Kinds of Information : Scientific information can usually be broken down into two main types—quantitative or qualitative. In quantitative research, results are compared by using numbers. Imagine an experiment to see when different materials begin to melt. The temperature at which wax, iron, and glass each begins to melt is different. Temperatures often are measured in degrees, which are numbers on a scale. These temperatures are a type of quantitative data in quantitative research. Qualitative research is based on observation. It is also called descriptive research because it describes scientists’ observations when they do their research. If a scientist wanted to figure out how a beaver builds a dam, numbers would not be very helpful. The scientist would observe the beaver and see how the dam is built. Then the scientist would describe, in detail, all the steps the beaver takes to build the dam.
Science and Society: Scientific research often provides society with important information. What we learn from scientific research cannot be defined as good or bad. Ethics must play a role in deciding how the information will be used. Ethics are the moral principles and values held by humans. Ethics are how we decide what is right or wrong, good or bad. Suppose scientists develop a new vaccine to cure a disease, but they can only produce 1000 doses each year. Ethics help society decide who should receive those doses. Society as a whole must take responsibility for making sure that scientific discoveries are used in an ethical way. Some scientific study is done only to learn new things. This type of science is called pure science. Pure science is not done so that the results can be used for a specific need. The research is filed away for later use. Science that solves a problem is technology. Technology means using scientific research to meet society’s needs or solve its problems. Technology has helped reduce the amount of manual labor needed to make and raise crops. It has also helped cut down on environmental pollution.

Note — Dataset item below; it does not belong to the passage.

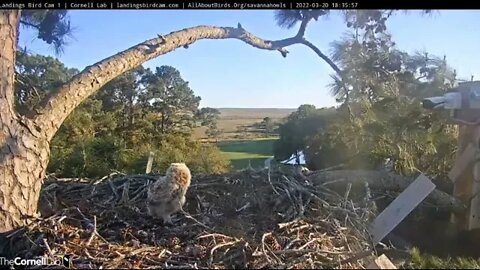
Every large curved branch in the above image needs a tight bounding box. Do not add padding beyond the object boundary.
[33,24,339,139]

How do scientists deal with inconsistent data?
When observations or data are not consistent with current understanding, scientists investigate the inconsistencies. For example, some early biologists suggested that bats had traits that were more similar to those of mammals than those of birds, as shown in the figure below. This idea led to further investigation. The new evidence confirmed that bats are more closely related to mammals than to birds. In pseudoscience, observations that are not consistent with beliefs are ignored.
Answer the following questions:
1- How does science expand knowledge? 2- What happens when scientists disagree? 3- What system of measurement do scientists use? 4- What does forensic mean?